Single by Cosmo's Midnight

from the album Yesteryear
- Released: 1 March 2019
- Length: 3:43
- Label: Sony
- Songwriters: Cosmo Liney; Patrick Liney; Sophie Curtis;
- Producer: Cosmo's Midnight

Cosmo's Midnight singles chronology
| "Lowkey" (2018) | "C.U.D.I. (Can U Dig It)" (2019) | "Have It All" (2019) |

Music video
- "C.U.D.I. (Can U Dig It)" on YouTube

= C.U.D.I. (Can U Dig It) =

2019 single by Cosmo's Midnight

"C.U.D.I. (Can U Dig It)" is a song by the Australian electronic music duo Cosmo's Midnight, released in March 2019 as the lead single from their second studio album Yesteryear. The song was certified platinum in Australia in 2024.

The song was written on New Year's Day, when the duo had returned from a festival in Wollongong. Patrick Liney said, "[We] were all hungover and just went to sit on our balcony and ended up writing 'Can U Dig It'."

==Reception==
Acid Stag said, "Brimming from the funk inspired guitars and thumping percussion, 'C.U.D.I (Can U Dig It)' achieves a glowing outset full of positivity courtesy of its upbeat nature.
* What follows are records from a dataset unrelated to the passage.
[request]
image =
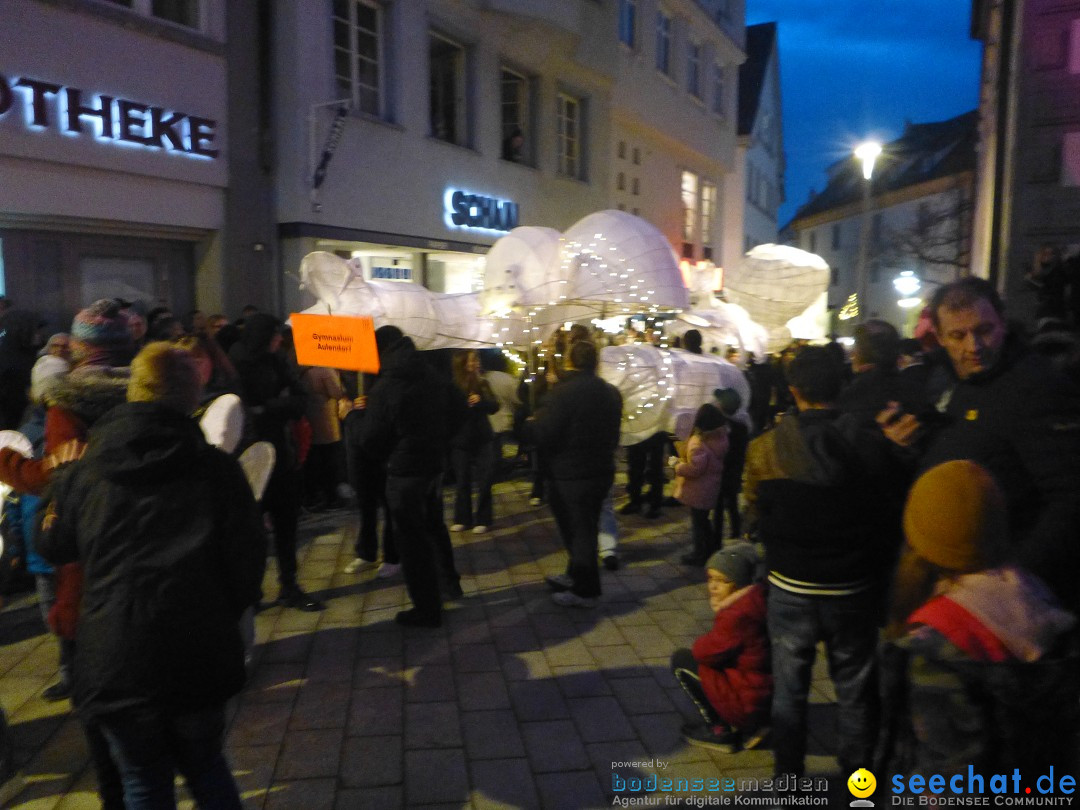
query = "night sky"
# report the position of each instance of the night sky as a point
(853, 69)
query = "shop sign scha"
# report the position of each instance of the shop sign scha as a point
(123, 122)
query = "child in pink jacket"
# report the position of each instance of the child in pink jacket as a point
(698, 474)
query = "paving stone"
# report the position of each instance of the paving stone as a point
(435, 775)
(491, 734)
(503, 784)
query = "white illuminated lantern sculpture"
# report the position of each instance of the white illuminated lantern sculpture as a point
(662, 389)
(775, 283)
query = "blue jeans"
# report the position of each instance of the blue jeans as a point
(150, 744)
(848, 626)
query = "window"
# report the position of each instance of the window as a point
(689, 206)
(181, 12)
(663, 42)
(358, 54)
(693, 69)
(628, 23)
(447, 86)
(515, 124)
(568, 120)
(707, 216)
(718, 98)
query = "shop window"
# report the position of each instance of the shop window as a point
(570, 142)
(447, 88)
(628, 23)
(707, 216)
(516, 123)
(718, 90)
(693, 69)
(689, 205)
(358, 54)
(663, 42)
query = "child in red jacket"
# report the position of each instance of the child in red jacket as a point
(727, 672)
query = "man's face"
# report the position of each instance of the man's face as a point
(972, 337)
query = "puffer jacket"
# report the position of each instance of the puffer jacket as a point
(819, 490)
(699, 476)
(173, 550)
(733, 660)
(410, 415)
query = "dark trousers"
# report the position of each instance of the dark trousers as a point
(645, 464)
(701, 531)
(848, 626)
(282, 502)
(368, 480)
(576, 505)
(727, 503)
(685, 670)
(423, 543)
(150, 745)
(466, 461)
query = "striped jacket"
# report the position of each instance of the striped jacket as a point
(818, 488)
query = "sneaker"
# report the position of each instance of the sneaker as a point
(59, 690)
(414, 618)
(757, 738)
(297, 599)
(389, 569)
(358, 565)
(568, 598)
(717, 738)
(558, 582)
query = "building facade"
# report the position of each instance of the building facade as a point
(113, 153)
(1028, 192)
(902, 232)
(758, 188)
(413, 134)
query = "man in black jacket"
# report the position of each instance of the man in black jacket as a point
(172, 548)
(577, 430)
(410, 415)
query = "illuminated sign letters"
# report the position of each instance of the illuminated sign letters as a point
(120, 121)
(473, 211)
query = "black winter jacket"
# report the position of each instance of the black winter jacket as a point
(412, 413)
(577, 428)
(173, 550)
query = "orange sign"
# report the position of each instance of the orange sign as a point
(335, 341)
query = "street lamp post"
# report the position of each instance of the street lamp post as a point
(867, 152)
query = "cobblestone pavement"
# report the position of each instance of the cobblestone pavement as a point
(515, 702)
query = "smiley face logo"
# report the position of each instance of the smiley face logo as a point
(862, 783)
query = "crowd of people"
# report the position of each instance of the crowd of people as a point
(913, 508)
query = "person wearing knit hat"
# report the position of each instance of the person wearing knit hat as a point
(99, 335)
(726, 674)
(977, 669)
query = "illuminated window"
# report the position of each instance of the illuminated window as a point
(689, 205)
(568, 120)
(693, 69)
(447, 90)
(358, 54)
(516, 124)
(663, 42)
(628, 23)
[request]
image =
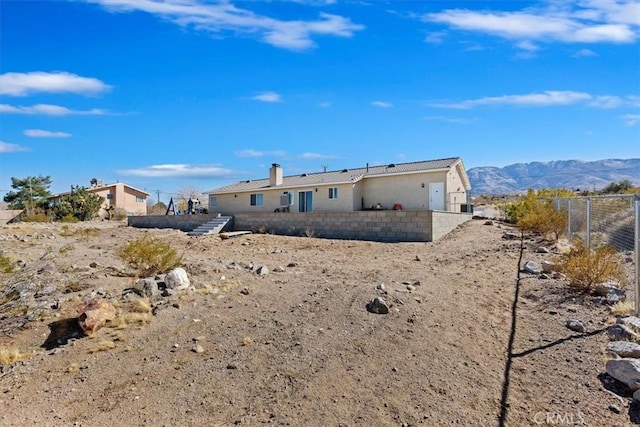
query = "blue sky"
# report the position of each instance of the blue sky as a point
(173, 94)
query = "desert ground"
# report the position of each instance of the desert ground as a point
(293, 344)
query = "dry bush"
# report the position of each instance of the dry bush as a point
(585, 267)
(149, 255)
(622, 308)
(11, 356)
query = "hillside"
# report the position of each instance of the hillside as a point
(571, 174)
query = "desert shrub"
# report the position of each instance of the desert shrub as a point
(6, 265)
(535, 213)
(36, 217)
(585, 267)
(149, 255)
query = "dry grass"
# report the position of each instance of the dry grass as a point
(587, 267)
(149, 255)
(622, 308)
(11, 356)
(102, 346)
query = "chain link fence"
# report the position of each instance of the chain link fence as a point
(613, 220)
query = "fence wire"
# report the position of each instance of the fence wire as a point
(610, 220)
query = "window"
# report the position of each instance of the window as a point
(256, 199)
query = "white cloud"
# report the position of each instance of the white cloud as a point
(250, 152)
(382, 104)
(316, 156)
(5, 147)
(586, 21)
(542, 99)
(23, 84)
(179, 171)
(584, 53)
(39, 133)
(631, 119)
(49, 110)
(221, 16)
(268, 97)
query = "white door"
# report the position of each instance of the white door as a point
(436, 196)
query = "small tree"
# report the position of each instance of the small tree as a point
(80, 203)
(31, 193)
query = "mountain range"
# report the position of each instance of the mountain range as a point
(570, 174)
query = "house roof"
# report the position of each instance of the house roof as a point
(102, 187)
(346, 176)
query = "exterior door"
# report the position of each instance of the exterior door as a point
(436, 196)
(305, 201)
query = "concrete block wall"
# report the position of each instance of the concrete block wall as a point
(178, 222)
(380, 226)
(445, 222)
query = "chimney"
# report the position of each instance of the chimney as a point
(275, 175)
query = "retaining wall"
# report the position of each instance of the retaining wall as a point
(178, 222)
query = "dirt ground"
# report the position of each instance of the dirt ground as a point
(297, 347)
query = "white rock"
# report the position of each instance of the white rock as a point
(177, 279)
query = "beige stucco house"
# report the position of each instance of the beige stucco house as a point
(437, 185)
(117, 197)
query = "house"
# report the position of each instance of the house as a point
(434, 185)
(117, 197)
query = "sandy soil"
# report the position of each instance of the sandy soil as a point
(298, 347)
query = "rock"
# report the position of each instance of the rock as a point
(627, 371)
(378, 306)
(576, 325)
(621, 333)
(94, 314)
(602, 289)
(624, 349)
(148, 287)
(177, 279)
(547, 266)
(631, 322)
(531, 268)
(616, 295)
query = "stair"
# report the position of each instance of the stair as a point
(213, 226)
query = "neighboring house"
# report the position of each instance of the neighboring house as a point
(439, 185)
(117, 197)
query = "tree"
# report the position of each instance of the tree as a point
(80, 203)
(31, 193)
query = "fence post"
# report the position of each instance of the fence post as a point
(636, 241)
(588, 238)
(569, 219)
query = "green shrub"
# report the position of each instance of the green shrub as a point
(585, 268)
(6, 265)
(149, 255)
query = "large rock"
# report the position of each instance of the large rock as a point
(94, 314)
(626, 371)
(177, 279)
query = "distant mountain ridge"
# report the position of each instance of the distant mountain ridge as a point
(570, 174)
With the smooth bass line oozing charisma, Cosmo's Midnight nail all the necessary elements for a well polished track, which is further heightened by the glistening vocals on offer."

==Remixes==
- Friendly Fires remix - 4:49
- KISSTRAXX remix - 4:06

==Certifications==

Certifications for "C.U.D.I. (Can U Dig It)"
| Region | Certification | Certified units/sales |
| Australia (ARIA) | Platinum | 70,000^{‡} |
| New Zealand (RMNZ) | Gold | 15,000^{‡} |
^{‡} Sales+streaming figures based on certification alone.